その気づかい420%な視線も、気に入らないんだよ。君にはわかんないだろうけど。だって、俺にだってわからないんだから。
「あの、」
意を決したように、シズちゃんが俺を、つまり甘楽を呼んだ。少しだけ不機嫌さを隠しながら視線を上げると、やたらと真剣な眼差しとぶつかって思わず息を飲む。これは、まずい。なにがって、この雰囲気はあれだ。愛の告白5秒前!
「あの、急にこんな風になるのおかしいって、思うけど……でも、自分でも、どうしたらいいかわかんねえんだ……」
しどろもどろで、必死に言葉を選んでることがありありと伝わってきた。その目も声もどこまでも真剣で、俺が初めて出会うものばかり。
高校からずっと、無駄な腐れ縁続けてた俺じゃなく、会ったばっかで、しかも存在すらしていな女にそんなもん見せてどうすんだよ。
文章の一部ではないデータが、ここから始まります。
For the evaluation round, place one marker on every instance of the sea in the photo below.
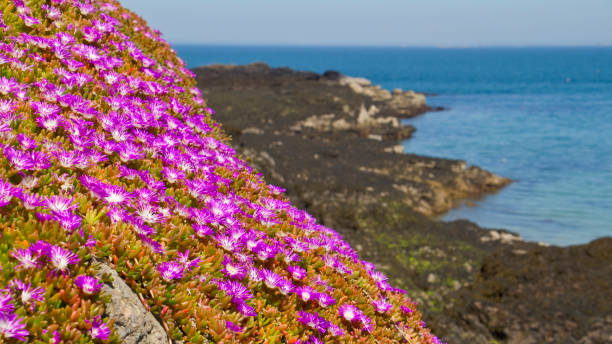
(540, 116)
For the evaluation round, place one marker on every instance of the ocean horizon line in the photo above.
(281, 45)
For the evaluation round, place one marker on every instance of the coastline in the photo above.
(296, 128)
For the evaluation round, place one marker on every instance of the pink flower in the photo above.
(6, 304)
(60, 204)
(382, 306)
(349, 312)
(13, 327)
(305, 293)
(88, 284)
(233, 270)
(60, 259)
(313, 321)
(236, 290)
(232, 327)
(7, 192)
(325, 300)
(170, 271)
(296, 272)
(28, 295)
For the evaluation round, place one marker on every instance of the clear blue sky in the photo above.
(380, 22)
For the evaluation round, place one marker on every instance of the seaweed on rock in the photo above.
(111, 155)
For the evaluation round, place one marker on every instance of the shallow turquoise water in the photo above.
(541, 116)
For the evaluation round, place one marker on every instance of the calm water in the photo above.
(541, 116)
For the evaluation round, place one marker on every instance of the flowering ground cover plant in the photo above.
(109, 154)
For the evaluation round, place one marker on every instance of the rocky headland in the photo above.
(333, 142)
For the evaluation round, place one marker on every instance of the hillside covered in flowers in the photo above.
(111, 156)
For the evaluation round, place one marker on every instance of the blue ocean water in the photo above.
(540, 116)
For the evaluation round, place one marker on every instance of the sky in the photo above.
(443, 23)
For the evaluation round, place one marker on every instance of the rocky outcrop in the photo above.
(320, 137)
(339, 131)
(133, 322)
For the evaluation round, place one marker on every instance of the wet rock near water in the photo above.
(332, 142)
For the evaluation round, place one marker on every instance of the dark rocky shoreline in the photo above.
(332, 141)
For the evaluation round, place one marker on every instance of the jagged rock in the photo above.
(134, 324)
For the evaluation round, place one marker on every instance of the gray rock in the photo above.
(133, 323)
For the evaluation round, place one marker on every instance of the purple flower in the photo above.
(114, 194)
(98, 330)
(381, 306)
(406, 309)
(91, 242)
(7, 192)
(236, 290)
(254, 274)
(233, 270)
(6, 304)
(245, 309)
(335, 330)
(232, 327)
(31, 200)
(13, 327)
(28, 295)
(265, 251)
(26, 142)
(60, 259)
(60, 204)
(228, 243)
(349, 312)
(271, 279)
(313, 321)
(170, 271)
(55, 336)
(325, 300)
(296, 272)
(88, 284)
(305, 293)
(285, 286)
(183, 258)
(203, 230)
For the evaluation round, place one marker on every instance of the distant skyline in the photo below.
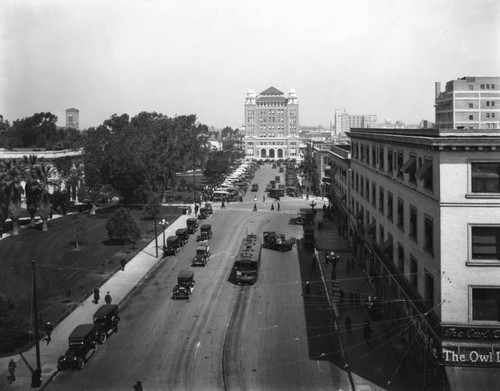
(200, 57)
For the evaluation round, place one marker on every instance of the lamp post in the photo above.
(163, 224)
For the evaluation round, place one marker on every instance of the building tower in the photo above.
(72, 118)
(271, 125)
(468, 103)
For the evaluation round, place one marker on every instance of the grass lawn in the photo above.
(66, 274)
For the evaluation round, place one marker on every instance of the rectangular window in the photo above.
(401, 214)
(381, 199)
(399, 165)
(390, 206)
(374, 194)
(401, 259)
(389, 160)
(486, 304)
(429, 289)
(413, 272)
(485, 242)
(413, 223)
(485, 177)
(428, 234)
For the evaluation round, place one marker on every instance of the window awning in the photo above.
(410, 165)
(425, 170)
(371, 228)
(386, 246)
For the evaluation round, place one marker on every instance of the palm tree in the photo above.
(12, 177)
(32, 187)
(44, 174)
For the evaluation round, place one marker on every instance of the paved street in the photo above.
(266, 336)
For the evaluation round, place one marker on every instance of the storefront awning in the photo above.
(410, 165)
(470, 378)
(425, 170)
(386, 246)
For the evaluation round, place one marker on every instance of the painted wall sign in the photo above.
(475, 356)
(471, 333)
そう鼻で笑ってやるつもりだった。

でも、

シズちゃんの右手が、俺の左手を包んだ。大きくてごつごつしてて、同じ男なのに俺とは違うしっかりした手。その手が、俺の手をまるで大事な宝物に触れるみたいにそっと優しく撫でる。こんな風に触れる手を、俺は知らない。
殴られたことは数えきれないし、骨折る勢いで握られたこともあった。シズちゃんが俺に触るのは、いつだって俺をぶっ壊したいときだった。
ああ、この手ってこういう使い方もできたんだ。見当違いなことを考えている自覚は、まったくなかった。

「俺……俺、あんたのことが……」

次に続いた言葉に、俺は何故だか頷いてしまった。ほっとしたように笑ったシズちゃんのほんのり赤い顔が、脳裏を深く焼く。とんでもないことをしてしまったんじゃないかって、今さら思った。
いや、これで、よかったんだ。だって、これでより一層シズちゃんを傷つけてやれる。惚れさせて、夢中にさせて、振り回して、深みにはまったところでぽいっと紙屑のように捨ててやるんだ。だから、これでいいんだ。
我ながら、ずいぶん言い訳じみていると。そう思ったなんて、俺は知らない。